– Na wystawie „Wyspiański. Nieznany” oprócz kilku fantastycznych, rzadko lub wcale niepokazywanych dotąd pasteli chcemy zaprezentować reformatorską działalność typograficzną Stanisława Wyspiańskiego i jego fascynacje czytelnicze – mówi kurator ekspozycji Magdalena Laskowska. Atrakcją są na pewno pastelowy „Autoportret artysty” (1897) i „Portret dra Jana Raczyńskiego” (1904), zakupione do kolekcji muzeum w listopadzie 2018 roku. – Zwłaszcza pierwszy obraz jest niezwykle cenny dla polskiego dziedzictwa i naszej kolekcji. W polskich zbiorach istnieje tylko dziesięć autoportretów Wyspiańskiego. Ten jest jedenasty i piąty z wykonanych w technice pastelu. Co więcej, autoportret ten nigdy nie był pokazywany publicznie, dotychczas znaliśmy go tylko ze zdjęć. Można wręcz powiedzieć, że został cudownie odnaleziony – podkreśla dr hab. Andrzej Betlej, dyrektor Muzeum Narodowego w Krakowie.
Tę część ekspozycji uzupełniają prace wypożyczone m.in. z Muzeum Narodowego w Poznaniu – „Wnętrze pracowni artysty w Paryżu” z 1892, Muzeum Lubelskiego w Lublinie – jeden z niewielu portretów namalowanych farbą olejną czy Muzeum Śląskiego – „Śpiący Staś”. Z prywatnych kolekcji pochodzą m.in. pastelowy „Portret kobiety” z 1893 roku i o dekadę późniejsza „Zaczytana”, subtelne, sangwinowe studium aktu z roku 1893, oraz barwne „Macierzyństwo” z 1904.

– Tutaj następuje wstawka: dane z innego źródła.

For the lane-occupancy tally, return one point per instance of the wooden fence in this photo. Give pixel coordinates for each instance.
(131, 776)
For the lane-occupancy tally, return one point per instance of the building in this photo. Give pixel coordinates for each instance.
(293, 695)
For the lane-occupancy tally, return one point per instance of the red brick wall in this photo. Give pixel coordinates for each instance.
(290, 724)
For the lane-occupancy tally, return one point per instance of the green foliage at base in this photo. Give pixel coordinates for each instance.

Księgozbiór artysty ze szkicami i dedykacjami
Na wystawie „Wyspiański. Nieznany” po raz pierwszy publiczność może zobaczyć także liczący blisko 600 pozycji księgozbiór artysty, zakupiony w roku 1910 od wdowy po Wyspiańskim, Teodory Teofili z domu Pytko. Zrąb tego księgozbioru stanowi historyczna biblioteka wujostwa Janiny i Kazimierza Stankiewiczów, natomiast drugą pokaźną część tworzą publikacje nabyte przez samego Wyspiańskiego, świadomie budującego własną kolekcję książek. Prawie wszystkie tomy są podpisane ręką artysty i datowane. W wielu z nich znajdują się ołówkowe szkice Wyspiańskiego, w innych – dedykacje współczesnych poetów i pisarzy, którzy podarowali mu swoje książki.
– Ze wspomnień z epoki wiemy, że książki służyły Wyspiańskiemu do pracy i nie przywiązywał wagi do opieki nad nimi, np. z tomu IV dzieł Szekspira wydarł w całości tekst „Hamleta” – mówi kurator Laskowska. Bibliotekę Wyspiańskiego uzupełnia na wystawie „podręczny warsztat ikonograficzny malarza”, podarowany przez córkę artysty, Helenę z Wyspiańskich Chmurską: zespół luźnych kart z książek, widokówek i rycin.
Część „biblioteczną” zamyka komplet pierwodruków dramatów Wyspiańskiego, od „Legendy” i „Warszawianki” (1898) po opublikowane w roku śmierci artysty: „Skałkę”, „Powrót Odysa” i „Sędziów”. –Dzięki tej wystawie można sobie uświadomić i zrekonstruować imaginarium Wyspiańskiego, poznać jego inspiracje, a przez to zrekonstruować sposób tworzenia i myślenia artysty – podsumowuje dyrektor Andrzej Betlej.